Three days till polling day, and for many politically-engaged Christians (or is it just me?) the dilemma presents itself: how should we pray concerning the election? Should we pray for “our side” to win, or should we attempt to be more highminded – praying, as it were, for a “good clean fight”, regardless of outcome – lest we turn our prayers into an attempt to canvass the Almighty (“So can we put you down as an ‘undecided’? And will you be needing a lift to the polling station on Thursday?”)
Thomas Aquinas – via Denys Turner – can help us out here. At one point in his book, Thomas Aquinas: A Portrait, Turner discussed what Thomas has to say concerning voluntas, or the “will”. This is a problematic term for modern readers, Turner suggests:
Bluntly, Thomas’s voluntas is not best translated by the English “will” at all. It is more accurately, if more cumbersomely, translated as one translates Aristotle, as rational or “reasoned desire”, that is, desire rationally deliberated as distinct from instinctive or nonrational forms of desire such as is caused in a hungry person by the smell of food. (pp.174ff.)
Another way of putting it is that my “will” consists in what I “really” want – that is, in what will make me happy.
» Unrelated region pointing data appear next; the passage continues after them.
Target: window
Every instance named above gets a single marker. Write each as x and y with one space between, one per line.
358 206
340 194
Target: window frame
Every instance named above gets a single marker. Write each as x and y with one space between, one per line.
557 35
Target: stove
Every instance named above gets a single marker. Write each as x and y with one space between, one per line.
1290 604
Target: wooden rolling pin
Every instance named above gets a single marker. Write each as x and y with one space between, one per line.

This is not without its own problems, given the human capacity for self-deception, but for Thomas it lies at the heart of what “the moral life” is about: developing prudentia, “skill in seeing the moral point of human situations, what true desires are to be met within them.”
How can we do this? How can we start to strip away our self-deception, pierce the veil of our ignorance, and develop this “prudence” in desiring what will make us truly happy, give us what we “really” want?
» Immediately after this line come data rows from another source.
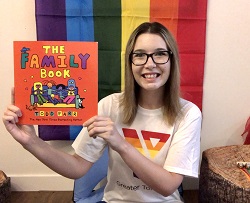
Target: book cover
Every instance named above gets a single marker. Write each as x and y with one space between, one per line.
56 82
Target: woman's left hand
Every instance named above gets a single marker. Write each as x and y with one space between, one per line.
105 128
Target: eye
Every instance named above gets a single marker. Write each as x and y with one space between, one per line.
138 55
161 53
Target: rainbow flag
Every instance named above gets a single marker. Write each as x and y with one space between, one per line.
110 23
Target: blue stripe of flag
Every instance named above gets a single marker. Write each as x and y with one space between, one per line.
79 20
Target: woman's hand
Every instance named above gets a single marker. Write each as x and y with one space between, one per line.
105 128
21 133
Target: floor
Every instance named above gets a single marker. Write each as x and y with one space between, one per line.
190 196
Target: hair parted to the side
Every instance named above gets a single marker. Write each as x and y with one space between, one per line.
129 101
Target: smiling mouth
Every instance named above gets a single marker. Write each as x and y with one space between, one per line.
150 76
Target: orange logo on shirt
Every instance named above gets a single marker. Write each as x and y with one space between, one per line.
154 141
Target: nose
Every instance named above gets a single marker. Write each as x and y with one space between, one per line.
150 62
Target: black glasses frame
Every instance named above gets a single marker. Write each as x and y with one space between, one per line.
170 53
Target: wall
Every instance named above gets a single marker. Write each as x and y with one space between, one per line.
226 87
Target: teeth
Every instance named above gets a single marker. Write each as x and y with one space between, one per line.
150 76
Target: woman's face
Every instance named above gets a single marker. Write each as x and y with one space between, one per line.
151 76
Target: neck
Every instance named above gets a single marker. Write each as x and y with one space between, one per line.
151 99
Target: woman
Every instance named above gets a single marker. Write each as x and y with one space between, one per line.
153 135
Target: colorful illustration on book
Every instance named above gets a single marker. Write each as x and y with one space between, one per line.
56 80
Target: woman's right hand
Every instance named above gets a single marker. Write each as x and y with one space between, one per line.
21 133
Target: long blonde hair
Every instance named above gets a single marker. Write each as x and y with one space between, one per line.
129 100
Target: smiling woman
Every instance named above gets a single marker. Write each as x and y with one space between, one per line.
148 129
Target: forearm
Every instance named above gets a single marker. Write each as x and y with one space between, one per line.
64 164
152 174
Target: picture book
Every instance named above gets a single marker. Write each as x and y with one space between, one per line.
56 82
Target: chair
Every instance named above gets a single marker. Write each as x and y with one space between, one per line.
84 187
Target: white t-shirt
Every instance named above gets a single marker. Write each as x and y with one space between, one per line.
176 148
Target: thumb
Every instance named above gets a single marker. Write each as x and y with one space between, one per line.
12 95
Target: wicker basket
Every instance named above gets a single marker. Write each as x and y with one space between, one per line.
221 181
5 189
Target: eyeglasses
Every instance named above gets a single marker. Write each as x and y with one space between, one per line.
159 57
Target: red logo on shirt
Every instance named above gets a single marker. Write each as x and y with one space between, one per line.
154 141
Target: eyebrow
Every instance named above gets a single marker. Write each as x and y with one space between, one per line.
143 51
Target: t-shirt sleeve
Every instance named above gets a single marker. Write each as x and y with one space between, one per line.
87 147
184 152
For Thomas, the answer is: prayer. And Thomas advises that, when we pray, we should pray for what we want: not for what we think we ought to want. As Turner puts it, prayer is in part about self-discovery, and:
…our only available starting point for that practice of self-discovery is our wants and desires as we actually experience them. Therefore, Thomas says, we ought to pray for what we think we want regardless. For prayer is “in a certain manner a hermeneutic of the human will,” so that by way of placing our desires as we experience them before God we are asking also that those desires be “unfolded,” “explicated,” thereby to release their real significance, the real want that is wrapped up in, “implicated” in all their opacity in their form as experienced.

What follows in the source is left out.